On top of that come the more familiar hurdles, particularly from an academic perspective: reproducibility, robustness, and scale-up. As systems become more complex, they also become more sensitive. Translating something that works beautifully at small scale into a process that is reliable, manufacturable, and transferable is non-trivial and often underestimated.
What is truly exceptional, however, is how far we have already come. Achieving in vivo generation of functional CAR-T cells using a non-viral system would have sounded unrealistic not that long ago. Reaching this point required delivery chemistry, molecular biology, immunology, and a great deal of hard work. It is very much a team achievement and represents a genuine step change rather than an incremental improvement.
As for the broader question of whether we are entering a post-LNP era, I see it very differently. I think we are only just scratching the surface of what LNPs can become. They are evolving from delivery vehicles into programmable systems capable of integrating targeting, timing, payload combinations, and biological logic. In that sense, LNPs may play a role similar to that of antibodies decades ago: not a single product, but a foundational technology that enables entire classes of therapies we are only beginning to imagine.
NanoSphere: You’ve worked at the interface of academia, industry, and European innovation policy—as VP Preclinical R&D at NanoCell Therapeutics, as former president of the European Technology Platform Nanomedicine, and through your ERC Advanced Grant revisiting the academic foundations of a clinical candidate. How do you see public–private partnerships accelerating innovation, and why is closing the loop between discovery, translation, and back-to-academia so important for the field?
Raymond: I believe that the real strength of innovation sits at the interface between academia and industry, not on either side alone. Academia is incredibly good at asking difficult questions, following unexpected observations, and revisiting assumptions. Usually in a single PhD project at a time, a project that is interrupted by mandatory courses, committee meetings, abstract deadlines, teaching, safety trainings, and ethics forms. Industry, on the other hand, brings focus, scale, and the discipline needed to turn ideas into something that can actually reach patients. Within Nanocell we work with ten people to push one particle forward, every week comes with progress. When those two worlds are properly connected, you get something much more powerful than either can deliver on its own.
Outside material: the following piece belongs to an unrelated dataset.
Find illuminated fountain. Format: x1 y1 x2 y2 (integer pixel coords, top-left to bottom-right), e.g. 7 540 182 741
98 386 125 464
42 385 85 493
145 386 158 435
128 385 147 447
The ERC Advanced Grant was a unique chance to close the innovation loop. By revisiting the academic foundations of Nanocell’s lead clinical candidate, we can ask questions that are very hard to address in a purely industrial setting: why certain things work, where assumptions break down, and whether we can formulate new design rules for future applications.
Public–private partnerships help bring curiosity and responsibility together, and keep ambition grounded in what can actually be done. They give space to think long term, while staying connected to what ultimately matters for patients. For nanomedicine this kind of back-and-forth between academia and industry should really be part of the way we work.
NanoSphere: If there’s one key message or insight you’d like to share with readers about the future of nanomedicine, what would it be?
Raymond: What excites me about in vivo cell engineering is that it’s finally gaining momentum, driven by a clearer understanding of where biology says no and how to design systems that get a yes.